The truth flashed upon the maidens in an instant.

“Sister!” cried Virginia, warmly; but the bonds upon their wrists forbade further greeting.

“Yes, she is your sister. Kate, you are Augusta Treveling, the eldest daughter of the old General,” said Girty, and a triumphant smile was upon his face.

The smile made the two girls tremble.

“The hound that I gave to the worms never told the secret to me, but, dying, he wrote it here on this piece of bark. This was his vengeance,” and Girty laughed loudly. “It will be pleasant news to the old General, your father, when he hears that both of his daughters are living, and both are in my power.”

“Oh, man, have you no mercy?” plead Kate.
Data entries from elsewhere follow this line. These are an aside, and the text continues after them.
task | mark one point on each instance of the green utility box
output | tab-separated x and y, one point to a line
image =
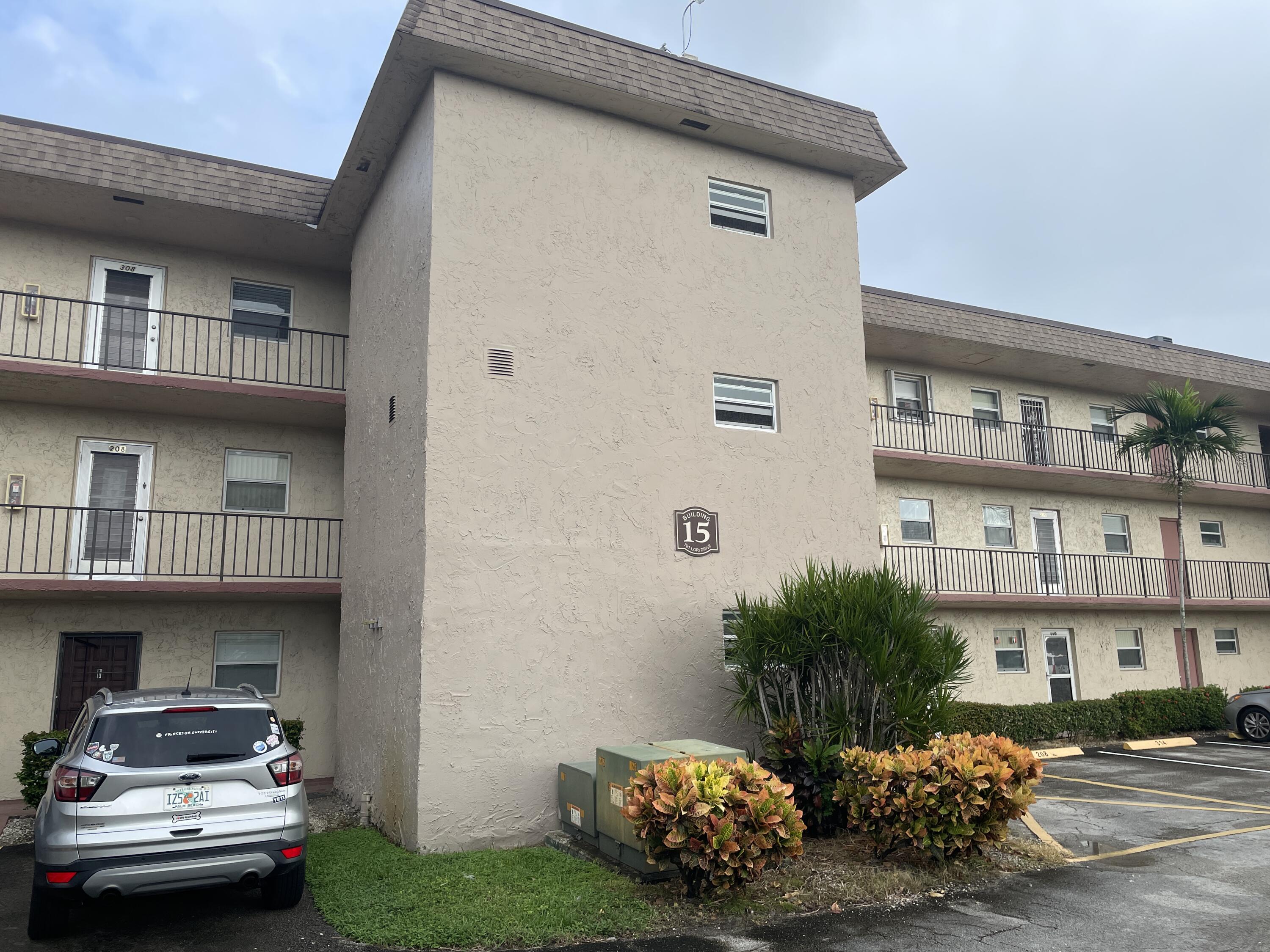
701	749
615	766
577	800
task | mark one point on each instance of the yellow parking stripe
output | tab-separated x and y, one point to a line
1166	843
1160	792
1164	806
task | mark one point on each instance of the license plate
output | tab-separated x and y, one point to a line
187	798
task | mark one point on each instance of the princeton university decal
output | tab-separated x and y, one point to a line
696	531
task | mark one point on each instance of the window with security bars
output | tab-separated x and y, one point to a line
257	482
248	658
1010	649
741	402
1128	649
261	310
738	209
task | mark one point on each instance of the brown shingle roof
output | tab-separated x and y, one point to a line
143	169
1020	332
534	40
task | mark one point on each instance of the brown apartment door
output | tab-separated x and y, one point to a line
89	663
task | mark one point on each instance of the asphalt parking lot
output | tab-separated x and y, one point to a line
1157	869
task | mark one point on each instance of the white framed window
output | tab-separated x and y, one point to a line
916	523
1011	650
248	658
257	482
911	396
1102	424
729	640
986	408
1227	641
261	310
1128	649
999	526
741	402
1212	534
1115	534
738	209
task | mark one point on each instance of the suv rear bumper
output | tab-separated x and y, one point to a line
146	874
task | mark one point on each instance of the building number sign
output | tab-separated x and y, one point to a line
696	531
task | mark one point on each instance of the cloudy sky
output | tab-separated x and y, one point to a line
1098	162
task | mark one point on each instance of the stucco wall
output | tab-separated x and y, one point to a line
959	520
42	442
197	281
558	615
176	636
1067	407
380	668
1098	671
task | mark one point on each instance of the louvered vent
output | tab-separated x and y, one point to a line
500	363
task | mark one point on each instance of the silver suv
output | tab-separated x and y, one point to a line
169	790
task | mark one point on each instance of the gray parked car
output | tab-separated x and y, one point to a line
1249	714
169	790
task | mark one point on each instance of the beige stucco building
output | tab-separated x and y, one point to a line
465	452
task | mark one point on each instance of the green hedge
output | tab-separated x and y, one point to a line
1025	724
294	732
1149	714
1131	715
31	775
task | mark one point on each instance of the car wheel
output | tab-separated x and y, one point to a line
47	916
1255	725
284	890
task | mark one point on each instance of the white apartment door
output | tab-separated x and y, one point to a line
1035	431
108	535
121	327
1060	667
1048	545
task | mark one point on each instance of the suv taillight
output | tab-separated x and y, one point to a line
287	770
72	785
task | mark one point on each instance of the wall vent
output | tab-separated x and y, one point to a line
500	363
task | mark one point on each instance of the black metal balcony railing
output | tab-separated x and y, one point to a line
952	435
101	544
108	337
1001	572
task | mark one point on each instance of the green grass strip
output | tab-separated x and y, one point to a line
374	891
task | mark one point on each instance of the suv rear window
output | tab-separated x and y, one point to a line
177	738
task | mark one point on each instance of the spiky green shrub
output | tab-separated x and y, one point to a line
721	823
32	775
855	655
949	799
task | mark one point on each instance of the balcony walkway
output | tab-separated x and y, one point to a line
953	448
51	551
995	578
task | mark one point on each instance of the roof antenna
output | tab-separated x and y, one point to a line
686	30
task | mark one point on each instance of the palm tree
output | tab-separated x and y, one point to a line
1187	429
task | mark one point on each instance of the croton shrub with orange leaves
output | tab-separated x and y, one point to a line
721	823
949	799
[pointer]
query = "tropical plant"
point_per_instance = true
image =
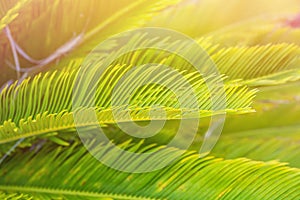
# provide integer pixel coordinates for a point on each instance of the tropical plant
(44, 45)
“Mercy?” cried the renegade, fiercely. “Ask it of the hungry wolf, the angry bear, or the red savage, when his knife is raised to slay! Expect mercy from all these, but expect none from the man whose skin is white but whose heart is red. Come; in Chillicothe you will meet your fate.”

A broad sheet of flame, springing from the woods to the north of the little clearing, followed by the sharp report of a dozen rifles, answered the boast of the renegade.

Of the ten savages who had followed Girty’s lead, seven lay wounded or dead upon the earth.